First I found two sources for ‘global total pageviews’:

  • Akamai Net Usage Index – amazing real time dashboard of part of this data. They say that every minute 3 million pageviews are spent on news sites, and 10 million on social sites. That’s friggin’ a lot of pageviews! But I wanted to know the grand total, and hopefully get some sense on where the blogs are in the picture.
  • blog post about interpolating this data from Alexa. Nice approach, but a few years old data, so I decided to repeat the process.

Alexa publishes pageviews for every site for free as a % of global pageviews. First thing to do was estimate the grand total, as described in that blog post, by looking at the published data from Wikipedia.

11,600,000,000 / 0.5% = 2320,000,000,000 monthly total pageviews on the Web

… told you it was easy 🙂 but that just means we can dig deeper. Alexa publishes the list of top million sites in a downloadable text file, so I wrote a script to go trough it, scrape Alexa pages for top 10.000 sites and store their individual traffic shares.
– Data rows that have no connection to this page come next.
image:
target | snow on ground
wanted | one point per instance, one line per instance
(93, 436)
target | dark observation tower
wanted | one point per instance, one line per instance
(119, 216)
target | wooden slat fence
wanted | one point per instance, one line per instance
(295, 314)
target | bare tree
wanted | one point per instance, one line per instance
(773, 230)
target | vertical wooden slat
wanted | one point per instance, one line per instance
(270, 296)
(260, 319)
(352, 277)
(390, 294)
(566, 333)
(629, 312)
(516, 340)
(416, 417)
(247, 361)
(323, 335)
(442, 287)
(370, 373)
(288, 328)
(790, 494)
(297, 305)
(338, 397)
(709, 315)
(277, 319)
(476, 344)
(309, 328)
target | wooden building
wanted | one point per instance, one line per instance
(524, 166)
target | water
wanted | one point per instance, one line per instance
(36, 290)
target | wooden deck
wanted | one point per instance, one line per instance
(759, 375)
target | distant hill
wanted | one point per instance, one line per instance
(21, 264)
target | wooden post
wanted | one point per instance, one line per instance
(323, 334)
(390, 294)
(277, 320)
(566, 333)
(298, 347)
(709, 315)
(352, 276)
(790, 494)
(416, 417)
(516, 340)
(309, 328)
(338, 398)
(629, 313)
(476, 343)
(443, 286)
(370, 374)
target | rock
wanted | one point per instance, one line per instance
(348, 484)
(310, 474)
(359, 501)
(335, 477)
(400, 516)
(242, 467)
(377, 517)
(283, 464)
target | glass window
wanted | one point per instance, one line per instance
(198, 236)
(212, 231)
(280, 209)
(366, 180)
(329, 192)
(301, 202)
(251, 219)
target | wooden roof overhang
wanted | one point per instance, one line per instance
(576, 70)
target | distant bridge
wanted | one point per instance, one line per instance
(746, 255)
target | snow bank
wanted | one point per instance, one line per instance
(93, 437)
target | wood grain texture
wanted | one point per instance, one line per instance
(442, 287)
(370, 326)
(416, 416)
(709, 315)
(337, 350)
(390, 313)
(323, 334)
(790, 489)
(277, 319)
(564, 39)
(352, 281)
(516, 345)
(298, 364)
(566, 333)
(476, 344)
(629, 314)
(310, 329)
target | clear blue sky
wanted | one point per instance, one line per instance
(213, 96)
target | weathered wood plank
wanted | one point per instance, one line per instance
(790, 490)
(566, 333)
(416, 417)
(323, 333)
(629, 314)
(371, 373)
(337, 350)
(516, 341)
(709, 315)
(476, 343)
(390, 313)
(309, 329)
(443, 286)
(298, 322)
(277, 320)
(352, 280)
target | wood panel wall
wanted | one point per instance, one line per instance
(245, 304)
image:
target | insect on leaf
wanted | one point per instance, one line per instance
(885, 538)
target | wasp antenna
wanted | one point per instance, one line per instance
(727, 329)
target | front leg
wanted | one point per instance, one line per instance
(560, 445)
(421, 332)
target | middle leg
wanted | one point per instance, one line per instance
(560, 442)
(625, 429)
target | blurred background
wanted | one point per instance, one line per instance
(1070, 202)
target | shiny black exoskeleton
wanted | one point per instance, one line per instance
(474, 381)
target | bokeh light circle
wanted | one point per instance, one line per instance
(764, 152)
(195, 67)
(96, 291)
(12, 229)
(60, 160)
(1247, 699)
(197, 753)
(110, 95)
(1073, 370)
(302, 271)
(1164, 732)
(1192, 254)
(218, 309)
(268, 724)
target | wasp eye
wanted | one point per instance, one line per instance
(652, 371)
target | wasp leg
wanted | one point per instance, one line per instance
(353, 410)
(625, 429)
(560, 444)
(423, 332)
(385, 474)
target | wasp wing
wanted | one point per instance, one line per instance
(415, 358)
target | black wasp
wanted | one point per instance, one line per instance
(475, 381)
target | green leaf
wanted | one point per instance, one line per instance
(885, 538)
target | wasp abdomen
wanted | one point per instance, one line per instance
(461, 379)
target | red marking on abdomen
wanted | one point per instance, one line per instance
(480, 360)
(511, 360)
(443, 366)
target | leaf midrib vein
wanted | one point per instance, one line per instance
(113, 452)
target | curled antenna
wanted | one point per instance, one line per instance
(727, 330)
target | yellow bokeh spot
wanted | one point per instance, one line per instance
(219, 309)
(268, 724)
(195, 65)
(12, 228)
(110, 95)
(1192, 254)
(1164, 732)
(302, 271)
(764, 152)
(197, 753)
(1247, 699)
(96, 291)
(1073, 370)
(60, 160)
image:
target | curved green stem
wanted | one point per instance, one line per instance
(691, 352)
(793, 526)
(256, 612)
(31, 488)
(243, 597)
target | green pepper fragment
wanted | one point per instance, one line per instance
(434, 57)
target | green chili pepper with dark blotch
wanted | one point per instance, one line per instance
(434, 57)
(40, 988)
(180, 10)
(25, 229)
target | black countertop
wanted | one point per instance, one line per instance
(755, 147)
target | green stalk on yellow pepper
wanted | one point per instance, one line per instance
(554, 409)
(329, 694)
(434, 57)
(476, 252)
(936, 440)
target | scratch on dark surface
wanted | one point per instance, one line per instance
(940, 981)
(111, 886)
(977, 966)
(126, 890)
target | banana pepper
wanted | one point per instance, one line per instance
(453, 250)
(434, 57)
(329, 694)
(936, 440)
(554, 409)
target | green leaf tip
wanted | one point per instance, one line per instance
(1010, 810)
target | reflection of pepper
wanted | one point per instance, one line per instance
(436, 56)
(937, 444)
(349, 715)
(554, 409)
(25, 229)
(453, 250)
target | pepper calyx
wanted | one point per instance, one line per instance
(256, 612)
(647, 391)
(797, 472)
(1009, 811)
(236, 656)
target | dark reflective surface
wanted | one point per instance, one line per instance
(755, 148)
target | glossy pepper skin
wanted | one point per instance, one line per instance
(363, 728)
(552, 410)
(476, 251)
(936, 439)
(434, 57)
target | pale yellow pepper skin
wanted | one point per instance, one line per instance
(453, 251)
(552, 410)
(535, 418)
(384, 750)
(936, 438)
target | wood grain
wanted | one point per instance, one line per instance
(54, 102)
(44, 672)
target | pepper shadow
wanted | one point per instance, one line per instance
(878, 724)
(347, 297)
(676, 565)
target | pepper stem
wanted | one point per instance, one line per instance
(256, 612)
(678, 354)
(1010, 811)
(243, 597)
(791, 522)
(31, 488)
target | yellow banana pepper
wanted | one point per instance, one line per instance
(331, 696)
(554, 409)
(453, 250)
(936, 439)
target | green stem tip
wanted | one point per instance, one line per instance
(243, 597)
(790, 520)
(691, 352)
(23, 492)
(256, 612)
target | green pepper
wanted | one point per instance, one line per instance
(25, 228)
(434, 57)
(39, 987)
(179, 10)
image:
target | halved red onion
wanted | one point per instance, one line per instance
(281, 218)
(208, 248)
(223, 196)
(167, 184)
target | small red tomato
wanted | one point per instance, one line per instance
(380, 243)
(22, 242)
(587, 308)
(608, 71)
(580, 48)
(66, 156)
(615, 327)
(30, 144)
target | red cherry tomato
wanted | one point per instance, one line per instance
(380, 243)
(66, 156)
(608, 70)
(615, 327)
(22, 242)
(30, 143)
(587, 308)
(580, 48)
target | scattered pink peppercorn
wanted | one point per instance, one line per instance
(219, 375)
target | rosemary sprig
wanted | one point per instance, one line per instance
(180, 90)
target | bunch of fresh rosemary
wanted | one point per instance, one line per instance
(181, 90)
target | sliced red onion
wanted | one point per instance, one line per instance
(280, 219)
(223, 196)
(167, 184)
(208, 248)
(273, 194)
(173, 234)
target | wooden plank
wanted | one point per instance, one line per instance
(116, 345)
The script also does some simple heuristics to classify sites into some categories, which I then manually completed. Turns out it’s really quick to go trough list of couple thousand sites 🙂 anyway, I’ve decided to create a super simple taxonomy for all websites. It is based on the frame of mind that a visitor has when she visits the site:

  1. search – primary purpose of the visit is to find something – information, people, content. so all content sharing sites fall into this as well.
  2. social – primary purpose is to socialize with other users
  3. media – primary purpose is to consume news streams and other editorial content. Blogs are a subset of this.
  4. e-commerce – primary purpose is to spend money. Amazon, E-Bay, eBookers, all fall into this.
  5. reference – primary purpose is to learn an information. Wikipedia is here, as well as individual company sites with information about products, like Microsoft or Chase.
  6. utility – primary purpose, explicit or implicit, is to use the tool or infrastructure. This one is tricky, but all e-mail providers are here, as well as some cloud storage providers (Dropbox) and ad networks that get hit automatically without users knowing it.
  7. unknown – unfortunately I don’t speak Chinese, or Arab or some 5000 other languages, so to spare time I skipped foreign sites, unless I knew them, like Yandex or Baidu.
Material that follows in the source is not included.